Both pathogens have the capacity to specifically bind human blood group antigens (HBGAs). We aim to utilise this feature as a method to capture norovirus particles and Campylobacter cells from clinical samples using protein chips coupled to HBGAs that can act as magnets to bind the pathogens while releasing other biological matter from their surface. Bound protein arrays will be further analysed using Surface Enhanced Laser Desorption/Ionisation Time-Of-Flight Mass Spectrometry (SELDI-TOF MS).
This project is funded by the HPA. Using the HPA’s reference collection of clinical and outbreak isolates of both pathogens, a database for the circulating strains within each pathogen group will be created. This database will allow the development of this novel approach as a tool for enteric pathogen detection which can be further developed for other pathogens and other diagnostic processes.
Novel virus discovery in defined cohorts
This project aims to develop an integrated genomics database for pathogen discovery.
Despite the developments in molecular diagnostic techniques, a huge diagnostic gap remains for many diseases, including gastroenteritis.
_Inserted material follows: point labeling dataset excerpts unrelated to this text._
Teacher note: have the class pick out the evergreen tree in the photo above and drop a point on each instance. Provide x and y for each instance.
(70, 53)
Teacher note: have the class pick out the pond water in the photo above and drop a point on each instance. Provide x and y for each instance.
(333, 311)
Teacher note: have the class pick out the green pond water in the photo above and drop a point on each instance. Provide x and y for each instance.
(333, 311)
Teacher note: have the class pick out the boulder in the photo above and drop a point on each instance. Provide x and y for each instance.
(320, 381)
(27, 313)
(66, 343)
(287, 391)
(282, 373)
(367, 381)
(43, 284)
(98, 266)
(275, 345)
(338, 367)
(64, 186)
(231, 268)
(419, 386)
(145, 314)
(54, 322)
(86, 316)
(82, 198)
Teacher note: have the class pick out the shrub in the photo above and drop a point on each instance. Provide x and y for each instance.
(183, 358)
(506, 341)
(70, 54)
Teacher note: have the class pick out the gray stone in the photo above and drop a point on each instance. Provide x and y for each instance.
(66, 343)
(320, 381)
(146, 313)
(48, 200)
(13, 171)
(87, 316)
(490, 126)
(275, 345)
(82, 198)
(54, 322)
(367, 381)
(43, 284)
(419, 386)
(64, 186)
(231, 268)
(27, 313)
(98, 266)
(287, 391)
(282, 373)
This project, is funded by the HPA and is a collaboration with researchers in the Universities of Cambridge and Aberystwyth.
The project aims to analyse clinical samples from outbreaks of gastroenteritis of unknown aetiology using second generation sequencing in order to identify possible new or variant viruses that cannot be detected using the methods currently available in diagnostic virology.